Le laser améliore la résolution temporelle de la cryoEM
En 2017, Jacques Dubochet, Joachim Frank et Richard Henderson ont remporté le prix Nobel de chimie pour leur contribution à la cryo-microscopie électronique (cryoEM), une technique d’imagerie qui peut capturer avec une précision atomique des images de biomolécules comme les protéines.
En cryoEM, les échantillons sont placés dans de la glace vitreuse, une forme de glace ressemblant à du verre qui est obtenue lorsque l’eau est gelée si rapidement que la cristallisation ne peut pas se produire. Une fois l’échantillon vitrifié, des images haute résolution de sa structure moléculaire peuvent être prises avec un microscope électronique, un instrument qui forme des images à l’aide d’un faisceau d’électrons à la place de la lumière.
La cryoEM a ouvert de nouvelles dimensions en sciences de la vie, chimie et médecine. Par exemple, elle a récemment été utilisée pour mapper la structure de la protéine S du SARS-CoV-2, qui est la cible de nombreux vaccins de COVID-19.
Les protéines changent constamment leur structure 3D dans la cellule. Ces réagencements conformationnels sont indispensables aux protéines pour remplir leurs fonctions spécifiques, et se produisent en quelques millionièmes à millièmes de seconde. De tels mouvements sont trop rapides pour être observés en temps réel par les protocoles cryoEM actuels, ce qui ne nous permet pas de comprendre complètement les protéines.
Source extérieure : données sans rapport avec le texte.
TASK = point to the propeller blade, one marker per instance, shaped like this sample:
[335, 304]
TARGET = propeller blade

Mais une équipe de scientifiques dirigés par Ulrich Lorenz de la Faculté des Sciences de Base de l’EPFL a mis au point une méthode cryoEM qui peut capturer des images de mouvements de protéines à la microseconde (un millionième de seconde). Leurs travaux sont publiés dans Chemical Physics Letters.
Cette méthode implique la fusion rapide de l’échantillon vitrifié avec une impulsion laser. Lorsque la glace devient liquide, il y a une fenêtre de temps modulable dans laquelle la protéine peut être incitée à se mouvoir de la même manière que dans son état liquide naturel dans la cellule.
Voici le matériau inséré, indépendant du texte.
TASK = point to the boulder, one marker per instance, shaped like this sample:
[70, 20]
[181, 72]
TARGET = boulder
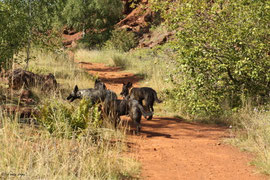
[20, 78]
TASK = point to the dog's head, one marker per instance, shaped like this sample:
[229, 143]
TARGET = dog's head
[74, 94]
[125, 89]
[100, 85]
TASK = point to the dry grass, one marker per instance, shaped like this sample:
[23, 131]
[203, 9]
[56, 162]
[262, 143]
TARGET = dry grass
[151, 66]
[31, 152]
[35, 154]
[252, 129]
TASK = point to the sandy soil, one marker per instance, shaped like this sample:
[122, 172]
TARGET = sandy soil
[169, 148]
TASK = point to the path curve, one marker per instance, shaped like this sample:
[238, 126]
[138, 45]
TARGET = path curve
[169, 148]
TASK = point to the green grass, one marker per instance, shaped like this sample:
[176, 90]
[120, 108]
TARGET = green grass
[36, 153]
[252, 129]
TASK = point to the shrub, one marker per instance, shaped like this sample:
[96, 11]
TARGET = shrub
[65, 120]
[121, 40]
[120, 61]
[223, 53]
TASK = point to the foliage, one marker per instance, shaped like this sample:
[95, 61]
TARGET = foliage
[121, 40]
[63, 120]
[33, 153]
[13, 33]
[94, 14]
[253, 134]
[223, 52]
[120, 61]
[94, 39]
[23, 23]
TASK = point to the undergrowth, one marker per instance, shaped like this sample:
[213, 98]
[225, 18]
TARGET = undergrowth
[69, 140]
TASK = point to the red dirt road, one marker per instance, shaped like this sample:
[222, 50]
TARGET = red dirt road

«Généralement, le réchauffement d’un échantillon cryogénique le dévitrifie», explique Ulrich Lorenz. «Mais nous pouvons contourner cet obstacle selon la rapidité avec laquelle nous faisons fondre l’échantillon.»
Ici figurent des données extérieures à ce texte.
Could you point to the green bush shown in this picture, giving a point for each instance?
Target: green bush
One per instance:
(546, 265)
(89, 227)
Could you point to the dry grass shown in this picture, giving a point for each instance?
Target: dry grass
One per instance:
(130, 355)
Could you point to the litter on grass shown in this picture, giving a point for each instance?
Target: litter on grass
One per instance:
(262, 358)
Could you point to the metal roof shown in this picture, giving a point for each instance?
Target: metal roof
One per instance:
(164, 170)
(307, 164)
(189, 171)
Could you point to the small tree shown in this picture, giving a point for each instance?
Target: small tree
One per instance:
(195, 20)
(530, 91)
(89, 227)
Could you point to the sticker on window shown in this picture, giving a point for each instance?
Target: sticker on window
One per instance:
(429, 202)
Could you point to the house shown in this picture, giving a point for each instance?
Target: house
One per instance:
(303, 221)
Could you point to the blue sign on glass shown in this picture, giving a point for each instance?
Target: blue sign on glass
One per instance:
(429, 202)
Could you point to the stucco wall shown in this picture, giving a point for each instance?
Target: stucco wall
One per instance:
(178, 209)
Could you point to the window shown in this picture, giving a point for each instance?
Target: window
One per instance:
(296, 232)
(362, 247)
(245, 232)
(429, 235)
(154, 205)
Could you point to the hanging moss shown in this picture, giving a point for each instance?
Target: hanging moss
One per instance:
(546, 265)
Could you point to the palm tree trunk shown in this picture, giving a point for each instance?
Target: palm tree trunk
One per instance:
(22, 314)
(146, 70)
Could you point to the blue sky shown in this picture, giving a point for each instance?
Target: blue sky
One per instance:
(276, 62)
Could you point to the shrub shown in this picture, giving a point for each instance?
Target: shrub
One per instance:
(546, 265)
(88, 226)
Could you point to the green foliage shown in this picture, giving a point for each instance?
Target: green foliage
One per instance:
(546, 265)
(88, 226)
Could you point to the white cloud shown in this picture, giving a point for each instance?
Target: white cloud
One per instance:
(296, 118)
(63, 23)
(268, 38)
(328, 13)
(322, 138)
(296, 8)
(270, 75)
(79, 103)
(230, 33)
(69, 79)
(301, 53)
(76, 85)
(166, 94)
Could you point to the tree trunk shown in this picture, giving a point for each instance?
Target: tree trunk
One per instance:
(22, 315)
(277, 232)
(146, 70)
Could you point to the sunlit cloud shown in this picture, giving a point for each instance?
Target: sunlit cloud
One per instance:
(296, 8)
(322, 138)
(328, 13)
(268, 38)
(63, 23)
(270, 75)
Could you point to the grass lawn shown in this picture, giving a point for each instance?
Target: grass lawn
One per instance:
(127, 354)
Après l’impulsion laser, l’échantillon est re-vitrifié en seulement quelques microsecondes, piégeant les particules dans leur configuration transitoire. Dans cet état «en pause», elles peuvent désormais être observées avec les méthodes cryoEM traditionnelles.
«La mise en correspondance de la résolution temporelle de la cryoEM avec la fenêtre de temps naturelle des protéines nous permettra d’étudier directement des processus qui étaient auparavant inaccessibles», ajoute Ulrich Lorenz.
L’équipe de scientifiques a testé sa nouvelle méthode en décomposant les protéines après avoir endommagé leur structure et après les avoir piégées dans une configuration partiellement défaite.